MÉXICO, D.F., 1 de junio (apro).- Ni un solo boleto se puso a la venta para la final de Ópera Prima en Movimiento. Sin embargo, cientos de personas se presentaron en las taquillas del Palacio de Bellas Artes para tratar, sin suerte,  de conseguir un boleto.

         Si el canal 22 necesitaba hacer un programa que lograra competir en raiting con la televisión comercial, ya lo logró. Pareciera que por primera vez las autoridades culturales logran darse cuenta de lo que siempre estuvo a la vista, incluso en la televisión comercial: la danza es el arte más popular en los medios, incluso por arriba de los programas musicales.

Por fortuna para el único canal cultural en televisión abierta, el equipo de producción comandado por Claudia D‘agostino y Enrique Strauss, hizo el casting adecuado y logró encontrarse con Cuauhtémoc Nájera que resolvió estructura, repertorio y jurados para crear una seria competencia de ballet que ha interesado no sólo al sector cultural sino a una parte de la población del país que ya está harta de la telebasura.

Más allá de lo que sobre o falte en un programa de concurso en la modalidad de reality, el del 22 ha significado un serio esfuerzo para quitarle el velo a aquellos que creen que la danza no se vende en México. Ante lo que está pasando con el furor por estar en las eliminatorias de Ópera Prima en Movimiento, los programadores de los teatros del país deberían reaccionar y abrir el nicho dancístico de una vez por todas y echando toda la carne al asador.

Porque después de este hitazo se esperaría que se hiciera otro concurso igual pero ahora de danza contemporánea, jazz, hip hop y danzón, cuando menos. Ahí está el filón, en la belleza de un cuerpo en movimiento, técnica, dificultades, el foro, la música en vivo y los profesionales en el tema.

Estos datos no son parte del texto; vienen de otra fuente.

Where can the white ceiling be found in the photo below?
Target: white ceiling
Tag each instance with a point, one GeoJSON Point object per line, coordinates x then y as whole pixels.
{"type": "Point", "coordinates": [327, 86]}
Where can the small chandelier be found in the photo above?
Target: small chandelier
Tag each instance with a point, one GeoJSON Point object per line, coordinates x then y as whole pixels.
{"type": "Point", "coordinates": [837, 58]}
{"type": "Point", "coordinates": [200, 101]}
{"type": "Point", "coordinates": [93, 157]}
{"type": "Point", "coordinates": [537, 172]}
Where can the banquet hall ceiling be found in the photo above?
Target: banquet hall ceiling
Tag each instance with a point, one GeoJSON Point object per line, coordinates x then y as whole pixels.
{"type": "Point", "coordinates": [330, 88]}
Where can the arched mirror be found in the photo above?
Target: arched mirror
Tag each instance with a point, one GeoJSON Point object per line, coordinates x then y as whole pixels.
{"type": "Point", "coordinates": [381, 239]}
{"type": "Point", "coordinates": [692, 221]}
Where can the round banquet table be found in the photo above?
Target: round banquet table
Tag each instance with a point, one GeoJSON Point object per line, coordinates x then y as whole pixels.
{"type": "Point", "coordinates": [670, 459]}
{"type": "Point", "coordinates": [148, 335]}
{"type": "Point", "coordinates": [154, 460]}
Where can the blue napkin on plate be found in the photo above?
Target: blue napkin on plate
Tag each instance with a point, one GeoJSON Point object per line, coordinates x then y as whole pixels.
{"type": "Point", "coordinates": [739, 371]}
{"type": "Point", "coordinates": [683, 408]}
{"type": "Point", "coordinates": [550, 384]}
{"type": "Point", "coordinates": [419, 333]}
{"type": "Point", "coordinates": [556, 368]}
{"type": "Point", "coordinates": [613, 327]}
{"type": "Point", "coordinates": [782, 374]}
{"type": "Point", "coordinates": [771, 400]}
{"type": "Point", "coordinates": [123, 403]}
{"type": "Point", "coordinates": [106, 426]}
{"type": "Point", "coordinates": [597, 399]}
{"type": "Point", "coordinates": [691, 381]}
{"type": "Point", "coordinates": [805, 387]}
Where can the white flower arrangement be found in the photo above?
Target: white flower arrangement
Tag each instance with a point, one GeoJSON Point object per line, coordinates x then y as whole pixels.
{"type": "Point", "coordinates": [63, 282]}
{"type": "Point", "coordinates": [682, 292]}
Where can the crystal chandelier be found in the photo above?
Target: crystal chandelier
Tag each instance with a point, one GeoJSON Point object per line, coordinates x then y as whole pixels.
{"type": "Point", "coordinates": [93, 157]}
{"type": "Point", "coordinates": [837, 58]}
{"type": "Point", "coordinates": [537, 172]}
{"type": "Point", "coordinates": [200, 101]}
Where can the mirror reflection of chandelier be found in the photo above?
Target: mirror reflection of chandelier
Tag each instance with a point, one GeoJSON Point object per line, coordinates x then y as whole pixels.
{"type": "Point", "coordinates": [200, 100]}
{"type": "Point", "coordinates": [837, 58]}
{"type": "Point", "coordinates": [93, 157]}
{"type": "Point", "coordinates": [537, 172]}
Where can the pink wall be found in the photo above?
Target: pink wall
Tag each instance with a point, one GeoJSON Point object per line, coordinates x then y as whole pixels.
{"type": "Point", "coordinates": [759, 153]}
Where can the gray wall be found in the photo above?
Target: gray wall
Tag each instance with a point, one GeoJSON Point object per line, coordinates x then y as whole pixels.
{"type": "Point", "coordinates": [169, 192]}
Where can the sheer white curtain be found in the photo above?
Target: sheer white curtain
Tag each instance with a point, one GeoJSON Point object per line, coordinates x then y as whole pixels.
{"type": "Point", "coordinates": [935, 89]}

Si bien Televisa hizo un intento de crear un reality dancístico con Bailando por un sueño, la falta de conocimiento artístico de sus productores sólo logró crear un programa chabacano donde lo más interesante era tener a Ema Pulido opinando seriamente sobre danza. Pero aunque Pulido sea una autoridad en la materia, estaba claro que la empresa televisiva no le dio nunca el lugar que ella se merecía.

Así que, el show era más importante que la realidad y ganaron siempre los personajes más populares pero menos doctos en el baile y en la coreografía. Gajes del oficio, hasta el luchador Latin Lover  que no sabe la diferencia entre su pié derecho y el izquierdo se consolidó como bailarín.

En cuanto a la final de Ópera Prima en Movimiento, si bien cuando aparecieron los cubanos parecía que ya no había más que hacer, seguramente las cosas pueden cambiar frente a la disciplina y tenacidad de las mexicanas. Además de que D’agostino, Strauss y Nájera se aseguraron de traer jueces de otras partes del mundo. En el ballet no hay manera de equivocarse: técnica, genética y  talento están o no están. Ganará quién baile mejor y el premio del público será para quien haya logrado convocar al mayor número de cuates que voten en internet.

La final debió abrirse en venta al público y no quedarse para las relaciones públicas de Conaculta y a partir del domingo 29 tendrían que hacerse galas de ballet por todo el país con los ganadores y no ganadores. Con orquestas afinadas y listas para entender el tempo de los bailarines y promotores inteligentes que entiendan que el ballet es en el primer mundo la actividad más difundida por encima del teatro y la ópera.